I am all for this, as I have so often expressed. Despite the dangers I see such as the loss of privacy or children being raised with so much technological connection that they have lost the ability to understand body language. There are prices to pay with the birth of any new era and the greater the era, the steeper the price may be.
But today, I am not thinking much about the magnitude of things, how little things–such as a discarded radio–may portend greater things such as the accelerating demise of what remains of the so-recently powerful Age of Broadcast and the relentless rise of Contextual Technologies.
Today I am thinking of the life and death of appliance and devices, personal items that social archeologists will study centuries from now to understand who we are today.
Recently, I was in Sydney Australia, where I visited the Powerhouse Museum, which has several floors displaying examples of design, technology, and crafts. On the second floor, there is a small room dedicated to the history of personal technology starting with the electric typewriter and moving quickly through the 26-pound Osborne Portable Computer, the Macintosh , walkie-talkie type cell phones and other devices, all of which I have seen, used, owned in my adult lifetime. There are videos by people with whom I have crossed paths including Doug Engelbart who was among the first to argue that digital technologies should extend human capabilities rather than replace them, but is mostly remembered for the optical computer mouse. There’s black and white videos of Wozniak and Jobs as they looked when I first met them in 1980. There’s the first Mac SE, which for many years was my most prized possession.As we enter the dawn of this new Age of Context, the tools of our lives become artifacts far more rapidly than has ever happened. Somewhere, perhaps, a Proton 320 may be preserved under glass, where people my age can bring their grandchildren to stare at and see how quaint we were back at the end of the last century.
This is not something to lament, so much as to marvel at. I am think a lot these days about what artifacts will be preserved for my grandchildren’s grandchildren to marvel and giggle at in the Powerhouse Museums of the future. I think about that as I look at new phone standards that begin to allow buyers to tell sellers what they want rather than the reverse. I think about that when I see the nascent disruption in entertainment, education, marketing, exploration, health and commerce being pushed rapidly by innovations in augmented and virtual reality.

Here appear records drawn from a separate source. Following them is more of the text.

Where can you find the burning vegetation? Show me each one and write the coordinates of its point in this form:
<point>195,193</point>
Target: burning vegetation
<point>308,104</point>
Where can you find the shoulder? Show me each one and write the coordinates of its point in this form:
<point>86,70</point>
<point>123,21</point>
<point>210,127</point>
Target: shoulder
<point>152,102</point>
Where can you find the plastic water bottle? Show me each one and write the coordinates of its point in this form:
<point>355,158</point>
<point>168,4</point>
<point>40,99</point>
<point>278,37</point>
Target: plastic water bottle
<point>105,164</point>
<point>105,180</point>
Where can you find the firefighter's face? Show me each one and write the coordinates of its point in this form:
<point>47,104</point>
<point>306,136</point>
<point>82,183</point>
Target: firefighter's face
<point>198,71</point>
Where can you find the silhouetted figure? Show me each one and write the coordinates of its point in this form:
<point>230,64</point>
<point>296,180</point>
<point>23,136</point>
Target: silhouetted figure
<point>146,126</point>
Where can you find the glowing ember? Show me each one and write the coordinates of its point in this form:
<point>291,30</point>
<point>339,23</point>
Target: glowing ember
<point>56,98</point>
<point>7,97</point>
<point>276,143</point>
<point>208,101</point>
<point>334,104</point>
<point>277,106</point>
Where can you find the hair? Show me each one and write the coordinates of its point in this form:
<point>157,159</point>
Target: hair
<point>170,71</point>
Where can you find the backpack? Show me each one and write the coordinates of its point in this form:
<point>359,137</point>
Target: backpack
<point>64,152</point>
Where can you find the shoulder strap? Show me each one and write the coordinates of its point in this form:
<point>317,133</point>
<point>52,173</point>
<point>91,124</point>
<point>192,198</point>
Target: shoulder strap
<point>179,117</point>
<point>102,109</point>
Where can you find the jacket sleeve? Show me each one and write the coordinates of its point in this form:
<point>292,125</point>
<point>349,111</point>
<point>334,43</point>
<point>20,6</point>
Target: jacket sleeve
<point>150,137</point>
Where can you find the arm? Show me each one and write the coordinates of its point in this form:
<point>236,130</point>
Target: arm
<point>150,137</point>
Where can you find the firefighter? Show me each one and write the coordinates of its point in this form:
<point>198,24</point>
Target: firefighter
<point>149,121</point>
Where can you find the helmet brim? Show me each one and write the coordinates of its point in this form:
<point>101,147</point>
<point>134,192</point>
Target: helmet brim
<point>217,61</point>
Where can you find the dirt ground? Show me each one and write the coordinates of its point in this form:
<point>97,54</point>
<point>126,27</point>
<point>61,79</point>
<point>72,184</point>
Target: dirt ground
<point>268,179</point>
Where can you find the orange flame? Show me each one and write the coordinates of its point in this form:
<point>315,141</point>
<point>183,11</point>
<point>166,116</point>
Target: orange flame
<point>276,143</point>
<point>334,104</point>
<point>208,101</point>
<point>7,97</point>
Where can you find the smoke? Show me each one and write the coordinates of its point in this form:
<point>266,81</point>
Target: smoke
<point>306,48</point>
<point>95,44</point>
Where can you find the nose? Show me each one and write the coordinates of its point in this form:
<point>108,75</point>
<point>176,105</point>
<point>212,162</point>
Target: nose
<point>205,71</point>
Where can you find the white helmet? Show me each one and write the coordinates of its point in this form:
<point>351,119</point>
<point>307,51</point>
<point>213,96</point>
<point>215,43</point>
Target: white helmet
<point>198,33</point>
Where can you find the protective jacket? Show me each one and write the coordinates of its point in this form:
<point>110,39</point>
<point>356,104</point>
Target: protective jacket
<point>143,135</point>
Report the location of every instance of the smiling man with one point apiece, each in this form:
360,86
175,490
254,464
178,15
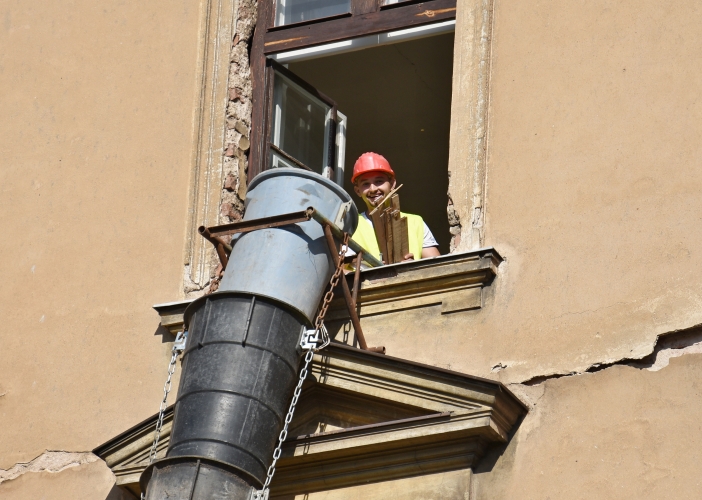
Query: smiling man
373,179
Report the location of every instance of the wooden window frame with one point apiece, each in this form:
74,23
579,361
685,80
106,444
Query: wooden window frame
367,17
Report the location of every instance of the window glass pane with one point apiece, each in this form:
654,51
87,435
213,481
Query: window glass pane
295,11
300,127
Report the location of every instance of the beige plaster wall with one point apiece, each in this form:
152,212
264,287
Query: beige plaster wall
593,180
592,186
97,104
620,433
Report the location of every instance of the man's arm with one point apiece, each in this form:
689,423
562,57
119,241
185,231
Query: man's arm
430,252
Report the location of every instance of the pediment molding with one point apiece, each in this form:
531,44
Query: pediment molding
454,281
365,417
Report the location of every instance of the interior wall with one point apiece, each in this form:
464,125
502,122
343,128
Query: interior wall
398,102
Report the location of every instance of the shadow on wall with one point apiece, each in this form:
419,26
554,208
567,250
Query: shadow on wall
398,102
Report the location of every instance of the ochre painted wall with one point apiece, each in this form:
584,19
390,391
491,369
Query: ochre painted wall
97,103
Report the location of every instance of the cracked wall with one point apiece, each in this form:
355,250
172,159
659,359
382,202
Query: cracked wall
621,432
96,147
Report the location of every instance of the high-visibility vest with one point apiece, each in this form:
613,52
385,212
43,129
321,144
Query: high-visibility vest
365,235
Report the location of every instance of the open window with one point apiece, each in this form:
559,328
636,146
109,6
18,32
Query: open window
305,128
387,64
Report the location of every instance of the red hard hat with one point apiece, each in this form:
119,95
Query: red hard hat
371,162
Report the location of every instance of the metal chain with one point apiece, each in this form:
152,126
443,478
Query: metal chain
178,347
319,325
332,284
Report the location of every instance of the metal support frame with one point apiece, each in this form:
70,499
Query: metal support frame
331,231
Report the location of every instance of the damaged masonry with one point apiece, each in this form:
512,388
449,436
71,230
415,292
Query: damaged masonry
553,350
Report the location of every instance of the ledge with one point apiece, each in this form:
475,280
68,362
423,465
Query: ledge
452,420
454,281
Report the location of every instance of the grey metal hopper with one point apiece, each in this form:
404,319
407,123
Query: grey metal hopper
292,264
240,363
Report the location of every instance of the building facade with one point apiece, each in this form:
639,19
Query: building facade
553,148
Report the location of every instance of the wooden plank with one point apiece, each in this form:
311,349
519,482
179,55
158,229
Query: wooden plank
389,237
404,232
359,25
397,237
379,228
395,202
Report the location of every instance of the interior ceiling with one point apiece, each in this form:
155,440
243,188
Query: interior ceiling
398,102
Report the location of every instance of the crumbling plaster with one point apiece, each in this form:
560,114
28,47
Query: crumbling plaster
95,140
64,476
622,432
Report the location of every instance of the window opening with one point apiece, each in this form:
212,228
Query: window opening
397,97
304,128
387,63
298,11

For one thing, I believe the mobile phone will be an artifact under glass to be remembered with the same sort of nostalgia I feel for my first manual typewriter, or the 1965 Ford Falcon that was my first car. For another, I believe that screens will disappear as VR and AR allow us to see people we want to talk with as holographic images stand or dance before us and as movies, concerts and sporting events start surrounding fans rather than having fans and audience surround performances.
The devices I have owned when from leading edge to obsolete in a period of time far shorter than I had thought will happen. I am reasonable certain that phones and screens are about to start experiencing the very same fates.